Ms Brown’s solicitor told the court that her client denies this. Rather, the lawyer said, Ms Brown maintains she continues to care for her children’s wellbeing and that the allegations they brought against her were simply the result of her sons being ‘manipulated’ by her former husband.
These allegations made difficult reading: in her own words Sheriff Shankland felt that the offences were so “incredibly serious” that she was “only just persuaded” that she even had the authority to deal with the matter at Sheriff Court level.
The Sheriff had been tempted out of elevating the case to the High Court by Ms Brown’s solicitor’s mitigation that her client was a ‘low risk’ offender according to social workers.
The lawyer repeatedly told the Sheriff that Ms Brown “is a 63-year-old woman, an articulate woman who has worked until relatively recently and who has no record of previous offending”.
Previous record or no, Ms Brown has now been found guilty for carrying out prolonged abuse against her sons from May 1994 to October 2010 at addresses throughout Cumbernauld and Glasgow.
Each of the three sons gave relatively similar details of the continuous attacks they faced growing up.
Her oldest son, Michael Keane (30), told the court how his mother had begun attacking him when he was aged only six and that it had lasted until he was 17.

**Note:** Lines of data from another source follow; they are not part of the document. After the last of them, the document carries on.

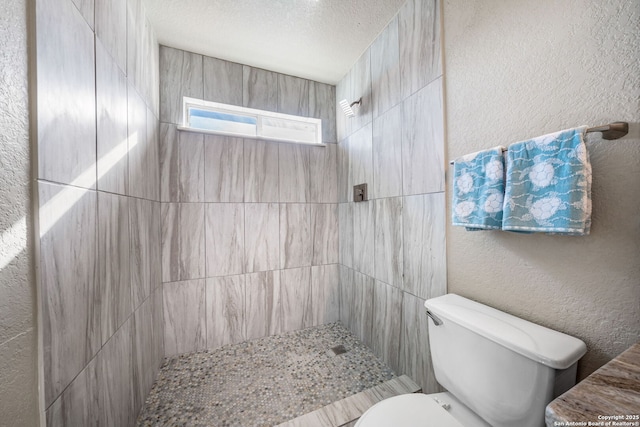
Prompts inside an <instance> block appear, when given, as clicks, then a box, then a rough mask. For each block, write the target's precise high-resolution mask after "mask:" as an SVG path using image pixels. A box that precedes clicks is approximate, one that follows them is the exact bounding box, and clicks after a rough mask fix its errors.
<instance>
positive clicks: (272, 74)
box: [242, 65, 278, 111]
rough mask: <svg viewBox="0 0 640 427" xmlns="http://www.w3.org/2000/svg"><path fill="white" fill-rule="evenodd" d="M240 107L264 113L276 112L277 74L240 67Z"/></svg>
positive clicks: (244, 65) (244, 66) (259, 68)
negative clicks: (241, 85) (248, 107)
mask: <svg viewBox="0 0 640 427" xmlns="http://www.w3.org/2000/svg"><path fill="white" fill-rule="evenodd" d="M242 105H243V106H244V107H249V108H257V109H260V110H266V111H277V110H278V74H277V73H274V72H272V71H266V70H262V69H260V68H254V67H249V66H248V65H243V66H242Z"/></svg>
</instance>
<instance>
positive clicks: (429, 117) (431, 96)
mask: <svg viewBox="0 0 640 427" xmlns="http://www.w3.org/2000/svg"><path fill="white" fill-rule="evenodd" d="M444 164H445V161H444V122H443V111H442V79H441V78H440V79H437V80H436V81H434V82H433V83H431V84H429V85H428V86H427V87H425V88H424V89H422V90H420V91H419V92H417V93H415V94H414V95H413V96H411V97H410V98H408V99H406V100H405V101H404V103H403V104H402V177H403V178H402V182H403V194H404V195H410V194H422V193H434V192H437V191H444Z"/></svg>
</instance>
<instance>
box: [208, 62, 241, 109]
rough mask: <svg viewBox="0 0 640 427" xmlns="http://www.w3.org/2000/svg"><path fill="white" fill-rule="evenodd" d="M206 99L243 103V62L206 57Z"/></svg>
mask: <svg viewBox="0 0 640 427" xmlns="http://www.w3.org/2000/svg"><path fill="white" fill-rule="evenodd" d="M202 66H203V70H204V71H203V78H204V99H205V100H206V101H213V102H220V103H223V104H230V105H242V64H237V63H235V62H229V61H224V60H222V59H217V58H211V57H208V56H205V57H204V60H203V64H202Z"/></svg>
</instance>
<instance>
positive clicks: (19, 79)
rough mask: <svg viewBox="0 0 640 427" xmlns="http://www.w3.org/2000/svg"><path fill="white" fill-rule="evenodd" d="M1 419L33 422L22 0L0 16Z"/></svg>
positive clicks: (4, 10) (33, 324) (0, 284)
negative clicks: (0, 52)
mask: <svg viewBox="0 0 640 427" xmlns="http://www.w3.org/2000/svg"><path fill="white" fill-rule="evenodd" d="M0 52H2V53H1V54H0V81H2V84H1V85H0V212H2V214H1V215H0V360H2V363H0V425H2V426H5V425H9V423H10V425H12V426H34V425H37V423H38V391H37V385H38V383H37V372H38V370H37V364H36V361H37V354H38V353H37V331H36V304H35V283H34V276H33V272H32V269H33V266H32V257H33V253H32V247H31V244H30V241H31V239H30V232H29V231H28V229H27V224H30V223H31V214H30V210H31V209H30V204H31V186H30V184H29V182H30V175H31V162H30V158H29V156H30V149H29V121H28V119H29V115H28V94H27V2H26V1H24V0H10V1H7V2H5V3H4V4H3V13H2V16H0Z"/></svg>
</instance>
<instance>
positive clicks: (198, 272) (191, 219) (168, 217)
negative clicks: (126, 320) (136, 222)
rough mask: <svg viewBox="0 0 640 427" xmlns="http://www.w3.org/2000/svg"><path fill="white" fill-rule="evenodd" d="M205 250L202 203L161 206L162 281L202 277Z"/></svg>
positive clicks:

The jury heard from him that at addresses on Logan Drive and Callandar Road his mother repeatedly injured him by striking him on the head and body with her hands and seizing and pulling him by the hair.
She also regularly struck him on the body, buttocks and genitals with a belt, he told the court.
Next to give evidence was her youngest son, 20-year-old Blair Keane, who told jurors that he had been abused from ages 6-9.
Jurors heard from him how he had also been repeatedly struck on the head and body at addresses in Moodiesburn, Bailieston, Carntyne and at Arran Drive in Cumbernauld.
This son further detailed how his mother often attacked him with shoes, clothes hangers and toys and even once held him under the water as he was bathing. Other times, he told the court, his mother would restrict his breathing by pushing a pillow against his face or by gripping him around the neck.
Last to give evidence was the middle son who told the court that he had suffered prolonged abuse for 12 years starting from when he was only two-years-old.
Conner Keane, now 22, claimed he too had regularly been assaulted by his mother at each of the above addresses.
Conner, the jury heard, was often struck by his mother on the head and body and he could also recollect being pushed by her regularly too.
He gave similar evidence about being held under his own bath water and being struck by clothes hangers too but the jurors in the trial felt they did not have enough evidence to convict Ms Brown of these specific details.
What the jurors did side with the sons over the mother who told the jury that the complainers were liars in her own evidence.
This particularly irked the Sheriff who scalded the woman “your sons had to come to court to give evidence of harrowing abuse before being subjected to your attempts to brand them as liars”.
It did not work. She was found guilty of all three charges and sentenced to a five-year custodial sentence for each; which she will serve concurrently.